Grupo Teatral Trabalhadores da Arte ensaia nova peça

No segundo semestre, grupo estreia Dez dias que abalaram o mundo, espetáculo baseado na obra de John ReedO Grupo Teatral Trabalhadores da Arte recomeça seus trabalhos. No ano passado, o grupo encenou a peça Foices, Facões, Fuzis, que tratava da luta pela terra e pela reforma agrária.
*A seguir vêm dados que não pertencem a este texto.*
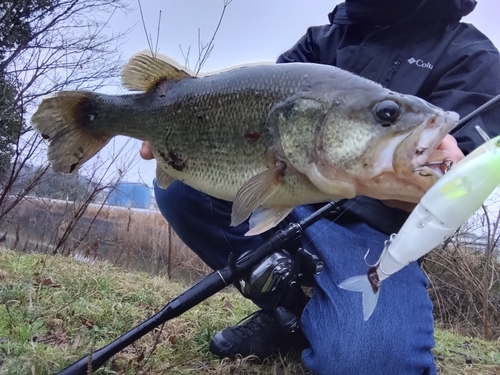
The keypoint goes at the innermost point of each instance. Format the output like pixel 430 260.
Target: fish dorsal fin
pixel 255 192
pixel 143 72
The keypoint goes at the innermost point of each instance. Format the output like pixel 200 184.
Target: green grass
pixel 55 310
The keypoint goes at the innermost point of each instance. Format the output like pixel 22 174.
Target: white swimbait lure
pixel 448 204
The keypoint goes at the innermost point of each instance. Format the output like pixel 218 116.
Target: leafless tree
pixel 47 46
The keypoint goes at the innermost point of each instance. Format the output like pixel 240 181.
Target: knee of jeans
pixel 177 201
pixel 389 353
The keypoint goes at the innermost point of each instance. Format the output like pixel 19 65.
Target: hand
pixel 145 151
pixel 450 148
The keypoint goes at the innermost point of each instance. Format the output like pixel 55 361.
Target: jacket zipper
pixel 394 68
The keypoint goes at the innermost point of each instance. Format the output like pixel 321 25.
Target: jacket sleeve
pixel 304 50
pixel 472 78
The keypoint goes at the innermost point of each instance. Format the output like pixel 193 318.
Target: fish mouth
pixel 417 152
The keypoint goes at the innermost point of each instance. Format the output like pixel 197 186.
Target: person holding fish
pixel 359 109
pixel 410 46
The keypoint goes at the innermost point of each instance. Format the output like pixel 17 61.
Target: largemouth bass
pixel 442 210
pixel 267 137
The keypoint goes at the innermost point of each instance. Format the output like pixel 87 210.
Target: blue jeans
pixel 398 337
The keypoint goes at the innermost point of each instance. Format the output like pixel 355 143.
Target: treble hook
pixel 447 163
pixel 387 243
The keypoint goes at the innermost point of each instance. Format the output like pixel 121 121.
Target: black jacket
pixel 429 54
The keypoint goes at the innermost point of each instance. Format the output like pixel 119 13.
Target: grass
pixel 54 310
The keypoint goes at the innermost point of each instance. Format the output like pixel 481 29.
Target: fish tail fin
pixel 65 119
pixel 362 284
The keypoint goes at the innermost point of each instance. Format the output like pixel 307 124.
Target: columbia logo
pixel 420 63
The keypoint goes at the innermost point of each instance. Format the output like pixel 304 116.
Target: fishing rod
pixel 219 279
pixel 205 288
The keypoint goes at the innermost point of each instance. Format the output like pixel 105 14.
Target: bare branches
pixel 204 50
pixel 47 46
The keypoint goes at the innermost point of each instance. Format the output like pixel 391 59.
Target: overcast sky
pixel 251 31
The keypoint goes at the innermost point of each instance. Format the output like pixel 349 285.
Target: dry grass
pixel 456 288
pixel 54 310
pixel 135 239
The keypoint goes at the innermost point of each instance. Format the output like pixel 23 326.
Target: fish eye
pixel 387 112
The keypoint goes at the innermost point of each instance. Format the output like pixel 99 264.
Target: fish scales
pixel 267 137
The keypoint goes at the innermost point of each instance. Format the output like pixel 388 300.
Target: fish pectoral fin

O texto da peça foi escrito originalmente por Bertolt Brecht, mas foi adaptado para a realidade brasileira por Cilinha Garcia, que também dirigiu a montagem. A peça fez grande sucesso entre o público e recebeu muitos elogios, inclusive de especialistas em teatro.

Agora o grupo retoma suas atividades, preparando uma nova montagem. Desta vez a peça será Dez Dias que Abalaram o Mundo, uma adaptação do livro de John Reed sobre a Revolução de Russa. Trata-se de uma sequência de cenas representando momentos da revolução, mais propriamente fatos que ocorreram naqueles dez dias decisivos que antecederam a tomada do poder pelo proletariado na Rússia em 1917.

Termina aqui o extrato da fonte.